Spark: Load multiple files, analyze individually, merge results, and save - python

I'm new to Spark and not quite how to ask this (which terms to use, etc.), so here's a picture of what I'm conceptually trying to accomplish:
I have lots of small, individual .txt "ledger" files (e.g., line-delimited files with a timestamp and attribute values at that time).
I'd like to:
Read each "ledger" file into individual data frames (read: NOT combining into one, big data frame);
Perform some basic calculations on each individual data frame, which result in a row of new data values; and then
Merge all the individual result rows into a final object & save it to disk in a line-delimited file.
It seems like nearly every answer I find (when googling related terms) is about loading multiple files into a single RDD or DataFrame, but I did find this Scala code:
val data = sc.wholeTextFiles("HDFS_PATH")
val files = data.map { case (filename, content) => filename}
def doSomething(file: String) = {
println (file);
// your logic of processing a single file comes here
val logData = sc.textFile(file);
val numAs = logData.filter(line => line.contains("a")).count();
println("Lines with a: %s".format(numAs));
// save rdd of single file processed data to hdfs comes here
}
files.collect.foreach( filename => {
doSomething(filename)
})
... but:
A. I can't tell if this parallelizes the read/analyze operation, and
B. I don't think it provides for merging the results into a single object.
Any direction or recommendations are greatly appreciated!
Update
It seems like what I'm trying to do (run a script on multiple files in parallel and then combine results) might require something like thread pools (?).
For clarity, here's an example of the calculation I'd like to perform on the DataFrame created by reading in the "ledger" file:
from dateutil.relativedelta import relativedelta
from datetime import datetime
from pyspark.sql.functions import to_timestamp
# Read "ledger file"
df = spark.read.json("/path/to/ledger-filename.txt")
# Convert string ==> timestamp & sort
df = (df.withColumn("timestamp", to_timestamp(df.timestamp, 'yyyy-MM-dd HH:mm:ss'))).sort('timestamp')
columns_with_age = ("location", "status")
columns_without_age = ("wh_id")
# Get the most-recent values (from the last row of the df)
row_count = df.count()
last_row = df.collect()[row_count-1]
# Create an empty "final row" dictionary
final_row = {}
# For each column for which we want to calculate an age value ...
for c in columns_with_age:
# Initialize loop values
target_value = last_row.__getitem__(c)
final_row[c] = target_value
timestamp_at_lookback = last_row.__getitem__("timestamp")
look_back = 1
different = False
while not different:
previous_row = df.collect()[row_count - 1 - look_back]
if previous_row.__getitem__(c) == target_value:
timestamp_at_lookback = previous_row.__getitem__("timestamp")
look_back += 1
else:
different = True
# At this point, a difference has been found, so calculate the age
final_row["days_in_{}".format(c)] = relativedelta(datetime.now(), timestamp_at_lookback).days
Thus, a ledger like this:
+---------+------+-------------------+-----+
| location|status| timestamp|wh_id|
+---------+------+-------------------+-----+
| PUTAWAY| I|2019-04-01 03:14:00| 20|
|PICKABLE1| X|2019-04-01 04:24:00| 20|
|PICKABLE2| X|2019-04-01 05:33:00| 20|
|PICKABLE2| A|2019-04-01 06:42:00| 20|
| HOTPICK| A|2019-04-10 05:51:00| 20|
| ICEXCEPT| A|2019-04-10 07:04:00| 20|
| ICEXCEPT| X|2019-04-11 09:28:00| 20|
+---------+------+-------------------+-----+
Would reduce to (assuming the calculation was run on 2019-04-14):
{ '_id': 'ledger-filename', 'location': 'ICEXCEPT', 'days_in_location': 4, 'status': 'X', 'days_in_status': 3, 'wh_id': 20 }

Using wholeTextFiles is not recommended as it loads the full file into memory at once.
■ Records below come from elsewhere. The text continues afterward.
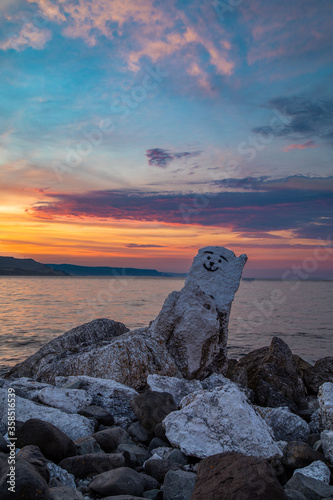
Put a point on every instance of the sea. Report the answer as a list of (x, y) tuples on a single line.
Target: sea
[(35, 310)]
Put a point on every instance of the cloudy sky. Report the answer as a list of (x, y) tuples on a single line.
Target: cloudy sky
[(134, 132)]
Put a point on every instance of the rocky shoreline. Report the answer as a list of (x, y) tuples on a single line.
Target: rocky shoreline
[(161, 412), (263, 431)]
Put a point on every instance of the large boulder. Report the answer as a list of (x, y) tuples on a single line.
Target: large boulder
[(89, 334), (52, 442), (232, 475), (217, 421), (274, 376), (109, 394), (75, 426), (194, 321), (325, 398)]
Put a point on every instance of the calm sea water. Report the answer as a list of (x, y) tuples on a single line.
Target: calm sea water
[(35, 310)]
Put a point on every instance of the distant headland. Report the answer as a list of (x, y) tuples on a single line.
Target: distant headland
[(10, 266)]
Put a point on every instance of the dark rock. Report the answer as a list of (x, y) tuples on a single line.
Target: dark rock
[(310, 487), (138, 433), (34, 457), (3, 444), (93, 463), (321, 372), (178, 485), (149, 482), (177, 457), (102, 415), (159, 468), (294, 495), (153, 494), (231, 475), (298, 454), (87, 445), (89, 334), (138, 454), (29, 485), (313, 438), (160, 432), (157, 443), (65, 493), (274, 376), (109, 439), (152, 407), (122, 481), (52, 442)]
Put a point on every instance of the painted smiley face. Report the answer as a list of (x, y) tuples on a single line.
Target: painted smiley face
[(212, 262)]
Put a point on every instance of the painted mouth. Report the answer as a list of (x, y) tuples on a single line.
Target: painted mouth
[(211, 269)]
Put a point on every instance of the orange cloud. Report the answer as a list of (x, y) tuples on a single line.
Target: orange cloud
[(306, 145)]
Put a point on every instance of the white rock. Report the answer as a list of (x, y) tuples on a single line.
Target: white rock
[(286, 425), (178, 387), (70, 400), (326, 438), (218, 421), (75, 426), (316, 470), (194, 321), (325, 398), (110, 394), (25, 387)]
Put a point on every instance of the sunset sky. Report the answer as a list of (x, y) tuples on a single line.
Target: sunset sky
[(134, 132)]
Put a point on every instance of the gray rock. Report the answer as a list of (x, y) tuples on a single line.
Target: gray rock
[(157, 443), (52, 442), (194, 321), (115, 397), (3, 444), (153, 495), (75, 426), (159, 468), (286, 425), (34, 457), (102, 415), (92, 464), (178, 387), (152, 407), (59, 476), (28, 483), (316, 470), (217, 421), (138, 433), (178, 485), (327, 444), (325, 398), (65, 493), (138, 454), (87, 445), (311, 488), (110, 439), (90, 334), (122, 481)]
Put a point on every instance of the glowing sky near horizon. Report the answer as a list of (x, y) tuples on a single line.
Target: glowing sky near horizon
[(134, 132)]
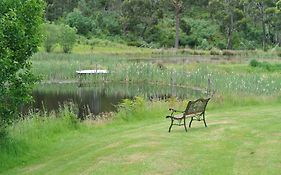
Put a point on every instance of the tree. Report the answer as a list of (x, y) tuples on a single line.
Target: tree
[(58, 8), (51, 36), (229, 15), (67, 38), (83, 24), (178, 5), (20, 35), (140, 16)]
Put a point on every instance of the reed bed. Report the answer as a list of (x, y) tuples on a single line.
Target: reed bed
[(62, 67)]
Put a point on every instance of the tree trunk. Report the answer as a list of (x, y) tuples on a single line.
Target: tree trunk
[(177, 27), (229, 32)]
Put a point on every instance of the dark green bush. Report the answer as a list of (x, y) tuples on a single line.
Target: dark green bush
[(83, 24), (50, 36), (254, 63), (67, 38)]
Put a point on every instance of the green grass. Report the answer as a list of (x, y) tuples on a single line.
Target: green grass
[(225, 78), (238, 140)]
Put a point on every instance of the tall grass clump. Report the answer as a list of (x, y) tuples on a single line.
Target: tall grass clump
[(265, 65), (31, 137), (140, 109)]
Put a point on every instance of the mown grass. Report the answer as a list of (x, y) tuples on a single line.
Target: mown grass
[(238, 140)]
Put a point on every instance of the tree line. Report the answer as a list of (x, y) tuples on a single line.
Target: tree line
[(201, 24)]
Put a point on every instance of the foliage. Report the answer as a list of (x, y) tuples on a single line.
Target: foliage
[(19, 38), (83, 24), (51, 32), (265, 65), (231, 24), (67, 38)]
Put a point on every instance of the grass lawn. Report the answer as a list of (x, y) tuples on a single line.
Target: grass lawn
[(240, 140)]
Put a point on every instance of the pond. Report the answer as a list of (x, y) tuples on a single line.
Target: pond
[(100, 98)]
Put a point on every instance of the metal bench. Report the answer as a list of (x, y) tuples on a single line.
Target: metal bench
[(195, 110)]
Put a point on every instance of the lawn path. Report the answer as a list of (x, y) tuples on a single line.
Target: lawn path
[(237, 141)]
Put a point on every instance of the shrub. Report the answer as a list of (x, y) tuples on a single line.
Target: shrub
[(19, 38), (228, 52), (67, 38), (254, 63), (82, 23), (215, 51), (51, 36)]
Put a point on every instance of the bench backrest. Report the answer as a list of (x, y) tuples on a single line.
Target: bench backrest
[(197, 106)]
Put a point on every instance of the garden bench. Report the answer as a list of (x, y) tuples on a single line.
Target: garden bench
[(195, 110)]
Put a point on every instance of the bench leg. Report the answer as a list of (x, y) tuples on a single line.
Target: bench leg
[(184, 125), (204, 120), (190, 122), (172, 122)]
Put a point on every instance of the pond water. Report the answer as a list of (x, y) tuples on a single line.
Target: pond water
[(99, 98)]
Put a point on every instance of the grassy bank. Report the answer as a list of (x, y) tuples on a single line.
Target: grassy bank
[(239, 140)]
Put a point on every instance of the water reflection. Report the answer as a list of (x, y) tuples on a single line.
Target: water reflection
[(97, 98)]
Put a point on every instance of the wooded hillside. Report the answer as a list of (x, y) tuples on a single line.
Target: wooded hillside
[(201, 24)]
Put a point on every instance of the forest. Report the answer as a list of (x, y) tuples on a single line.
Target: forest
[(201, 24)]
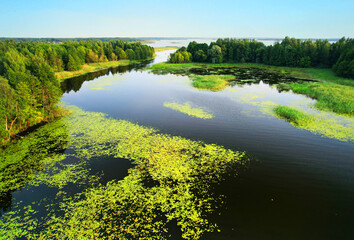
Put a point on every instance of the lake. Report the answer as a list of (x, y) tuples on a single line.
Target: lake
[(296, 185)]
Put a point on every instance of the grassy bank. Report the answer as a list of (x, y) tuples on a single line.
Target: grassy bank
[(330, 96), (332, 93)]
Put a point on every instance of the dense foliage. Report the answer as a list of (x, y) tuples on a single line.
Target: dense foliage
[(29, 89), (289, 52)]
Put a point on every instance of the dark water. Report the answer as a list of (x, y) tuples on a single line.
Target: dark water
[(299, 185)]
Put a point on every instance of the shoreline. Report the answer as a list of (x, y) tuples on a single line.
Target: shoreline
[(94, 67)]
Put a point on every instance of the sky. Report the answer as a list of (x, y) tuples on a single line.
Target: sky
[(193, 18)]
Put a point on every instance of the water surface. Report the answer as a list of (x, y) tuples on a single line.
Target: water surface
[(298, 185)]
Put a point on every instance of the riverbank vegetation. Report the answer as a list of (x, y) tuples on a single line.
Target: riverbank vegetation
[(332, 92), (29, 88), (92, 67), (160, 49), (289, 52)]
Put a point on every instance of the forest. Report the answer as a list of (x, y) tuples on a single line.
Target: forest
[(289, 52), (29, 89)]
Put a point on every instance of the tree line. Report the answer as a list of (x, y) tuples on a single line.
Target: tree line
[(29, 89), (289, 52)]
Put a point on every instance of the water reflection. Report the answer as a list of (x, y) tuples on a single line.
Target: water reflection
[(75, 83)]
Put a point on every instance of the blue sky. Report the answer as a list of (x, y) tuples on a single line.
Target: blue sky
[(136, 18)]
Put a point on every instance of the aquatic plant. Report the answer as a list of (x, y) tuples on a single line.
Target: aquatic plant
[(188, 109), (316, 124), (172, 181), (211, 82)]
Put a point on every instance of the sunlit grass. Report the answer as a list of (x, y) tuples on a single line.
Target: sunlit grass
[(188, 109), (329, 96)]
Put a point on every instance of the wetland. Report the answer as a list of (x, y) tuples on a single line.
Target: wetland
[(169, 151)]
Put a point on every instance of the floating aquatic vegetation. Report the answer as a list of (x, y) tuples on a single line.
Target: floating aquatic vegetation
[(23, 158), (316, 124), (172, 181), (211, 82), (188, 109), (17, 224), (105, 83)]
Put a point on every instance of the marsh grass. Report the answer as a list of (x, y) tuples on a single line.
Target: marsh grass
[(329, 96), (316, 124), (188, 109)]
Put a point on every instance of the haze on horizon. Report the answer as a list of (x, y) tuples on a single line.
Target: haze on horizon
[(225, 18)]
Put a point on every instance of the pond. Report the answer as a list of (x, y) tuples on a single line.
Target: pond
[(295, 184)]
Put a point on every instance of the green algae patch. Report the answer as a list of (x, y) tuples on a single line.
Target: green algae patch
[(316, 124), (211, 82), (329, 96), (105, 83), (171, 183), (188, 109)]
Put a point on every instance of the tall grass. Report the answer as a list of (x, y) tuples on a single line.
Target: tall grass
[(329, 96)]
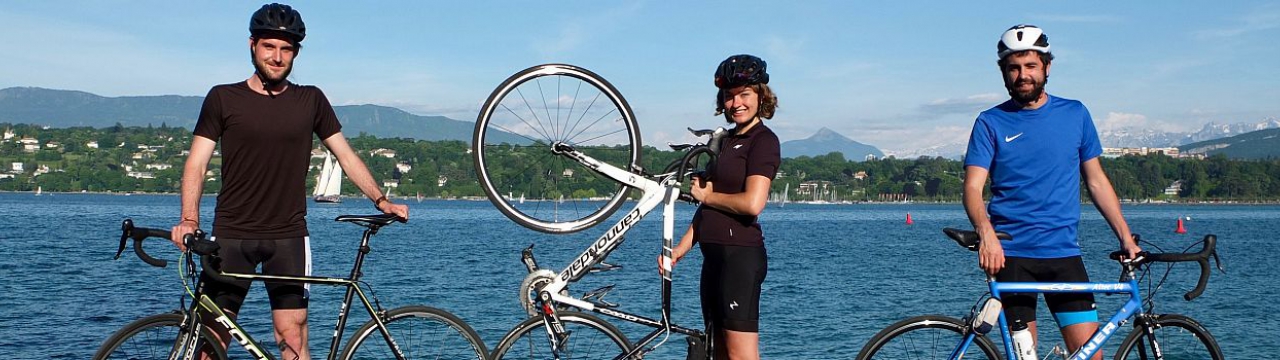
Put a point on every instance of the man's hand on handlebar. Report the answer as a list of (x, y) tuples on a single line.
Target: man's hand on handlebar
[(181, 229), (1130, 247)]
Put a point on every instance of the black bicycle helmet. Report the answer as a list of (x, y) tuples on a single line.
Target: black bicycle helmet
[(741, 69), (279, 19)]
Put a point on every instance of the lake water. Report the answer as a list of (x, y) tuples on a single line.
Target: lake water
[(837, 273)]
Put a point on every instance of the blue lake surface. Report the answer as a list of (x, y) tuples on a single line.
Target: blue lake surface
[(837, 273)]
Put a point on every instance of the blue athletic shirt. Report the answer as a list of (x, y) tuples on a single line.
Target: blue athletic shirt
[(1034, 162)]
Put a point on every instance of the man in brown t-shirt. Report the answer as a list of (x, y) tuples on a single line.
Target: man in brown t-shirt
[(265, 126)]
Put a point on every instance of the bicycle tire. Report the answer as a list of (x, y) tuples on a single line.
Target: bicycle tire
[(508, 150), (449, 336), (932, 346), (529, 338), (151, 337), (1179, 337)]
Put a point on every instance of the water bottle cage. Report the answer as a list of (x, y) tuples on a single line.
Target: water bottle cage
[(597, 296)]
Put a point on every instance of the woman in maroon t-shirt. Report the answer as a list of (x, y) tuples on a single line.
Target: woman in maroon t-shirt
[(732, 195)]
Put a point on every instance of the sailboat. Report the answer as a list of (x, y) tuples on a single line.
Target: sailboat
[(786, 192), (329, 181)]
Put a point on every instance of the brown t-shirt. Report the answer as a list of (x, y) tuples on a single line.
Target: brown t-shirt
[(266, 149), (755, 153)]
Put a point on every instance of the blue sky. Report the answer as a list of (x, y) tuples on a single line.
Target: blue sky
[(895, 74)]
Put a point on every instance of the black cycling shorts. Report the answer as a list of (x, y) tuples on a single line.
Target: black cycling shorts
[(284, 256), (731, 286), (1020, 308)]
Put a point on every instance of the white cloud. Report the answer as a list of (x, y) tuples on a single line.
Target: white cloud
[(970, 105), (1120, 121), (1261, 19)]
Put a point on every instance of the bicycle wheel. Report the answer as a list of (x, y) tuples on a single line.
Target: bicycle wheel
[(926, 337), (152, 337), (589, 338), (1176, 336), (420, 332), (512, 147)]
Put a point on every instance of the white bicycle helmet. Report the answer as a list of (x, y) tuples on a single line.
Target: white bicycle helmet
[(1023, 37)]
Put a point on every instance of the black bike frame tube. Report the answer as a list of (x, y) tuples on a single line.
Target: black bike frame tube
[(351, 291), (206, 308)]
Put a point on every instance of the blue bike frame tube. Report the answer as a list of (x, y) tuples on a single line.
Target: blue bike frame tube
[(963, 346), (1105, 329)]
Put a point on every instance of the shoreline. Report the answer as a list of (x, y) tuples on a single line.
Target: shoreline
[(769, 204)]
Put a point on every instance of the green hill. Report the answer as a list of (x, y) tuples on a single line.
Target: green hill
[(65, 108), (1252, 145)]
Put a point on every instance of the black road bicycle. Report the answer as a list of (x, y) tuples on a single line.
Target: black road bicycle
[(408, 332), (552, 135)]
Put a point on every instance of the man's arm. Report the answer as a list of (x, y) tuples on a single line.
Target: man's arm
[(192, 187), (1109, 204), (360, 176), (991, 254)]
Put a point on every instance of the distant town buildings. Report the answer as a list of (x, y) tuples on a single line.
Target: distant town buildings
[(1141, 151)]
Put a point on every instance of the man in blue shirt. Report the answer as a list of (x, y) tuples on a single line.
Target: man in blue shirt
[(1036, 147)]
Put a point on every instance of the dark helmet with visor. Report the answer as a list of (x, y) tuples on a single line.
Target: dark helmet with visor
[(741, 69), (279, 19)]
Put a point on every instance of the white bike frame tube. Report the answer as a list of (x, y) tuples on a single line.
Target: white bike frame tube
[(600, 247)]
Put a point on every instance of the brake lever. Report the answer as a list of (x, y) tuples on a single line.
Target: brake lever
[(126, 229)]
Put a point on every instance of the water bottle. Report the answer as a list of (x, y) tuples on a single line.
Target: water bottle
[(1023, 342)]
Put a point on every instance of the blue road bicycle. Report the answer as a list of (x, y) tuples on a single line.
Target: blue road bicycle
[(1153, 336)]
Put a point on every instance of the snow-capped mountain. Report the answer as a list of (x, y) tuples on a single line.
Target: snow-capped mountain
[(1138, 137)]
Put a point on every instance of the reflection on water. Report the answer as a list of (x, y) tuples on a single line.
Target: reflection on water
[(837, 273)]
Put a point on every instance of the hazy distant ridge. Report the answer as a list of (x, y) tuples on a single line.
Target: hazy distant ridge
[(65, 108)]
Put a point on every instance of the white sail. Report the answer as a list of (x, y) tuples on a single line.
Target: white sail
[(329, 182)]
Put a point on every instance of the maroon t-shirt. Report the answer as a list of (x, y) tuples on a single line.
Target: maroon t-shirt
[(755, 153), (266, 150)]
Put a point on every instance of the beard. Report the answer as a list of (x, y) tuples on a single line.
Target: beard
[(1027, 96), (265, 76)]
If you really want to create an individual data frame per file, you can simply use the full path instead of a directory. However, this is not recommended and will most likely lead to poor resource utilisation. Instead, consider using input_file_path https://spark.apache.org/docs/2.4.0/api/java/org/apache/spark/sql/functions.html#input_file_name--
For example:
spark
.read
.textFile("path/to/files")
.withColumn("file", input_file_name())
.filter($"value" like "%a%")
.groupBy($"file")
.agg(count($"value"))
.show(10, false)
+----------------------------+------------+
|file |count(value)|
+----------------------------+------------+
|path/to/files/1.txt |2 |
|path/to/files/2.txt |4 |
+----------------------------+------------+
so the files can be processed individually and then later combined.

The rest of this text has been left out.